A month in as a fresh graduate at work, the founder of our AI startup walks to me and asks, “Arunn, I want you to be an expert in Docker. How long would you need?”. Not sure what Docker is, but unable to dodge the question, eventually I replied, “Two weeks, 1 sprint”.
My manager, who was also around, tried interrupting to save me, but I had already done the damage, and all I had was the next two weeks.
Looking back, I was never an expert (nor am I now!), but I learned just enough to do what was required. In this article, I will tell you what’s just enough to dockerize any machine learning web applications.
What is Docker?
Docker is a tool designed to create, deploy, and run applications by using containers. A Container is a standardized software unit, in simple terms — nothing but a packaged bundle of application code and required libraries and other dependencies. A Docker Image is an executable software package that includes everything needed to run an application and becomes a Container at runtime.

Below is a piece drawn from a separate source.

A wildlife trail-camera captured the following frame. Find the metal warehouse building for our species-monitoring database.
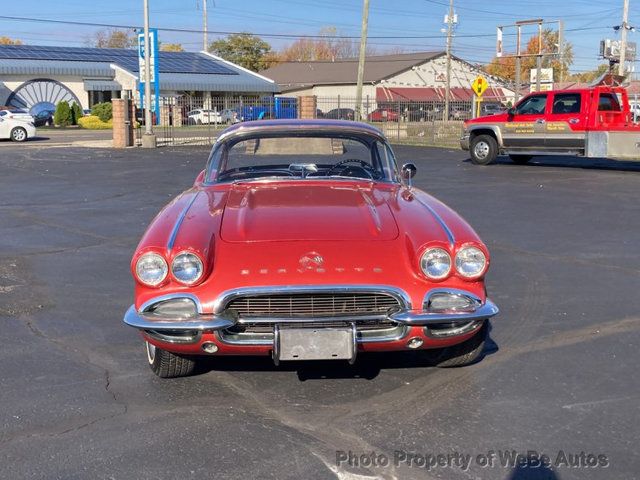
[0,45,279,118]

It was a lot of new technical terms when I tried to understand Docker. But the idea is actually simple.
Think of it like you get a fresh mini Ubuntu machine. Then you install some packages on top of it. Then you add some code on top of it. And finally, you execute the codes to create an application. All of this happens on top of your existing machine with the operating system of your choice. All you need is to have Docker installed in it.
If you do not have Docker installed on your machine, please find instructions here to set up Docker.
Why Docker for Data Scientists?
I get it. You’re in the field of data science. You think the DevOps guys can take care of Docker. Your boss didn’t ask you to become an expert (unlike mine!).
You feel you don’t really need to understand Docker.
That’s not true, and let me tell you why.
“Not sure why it’s not working on your machine, it’s working on mine. Do you want me to have a look?”
Ever heard these words uttered at your workplace? Once you (and your team) understand Docker, nobody will ever have to utter those words again. Your code will run smoothly in Ubuntu, Windows, AWS, Azure, Google Cloud, or anywhere, as a matter of fact.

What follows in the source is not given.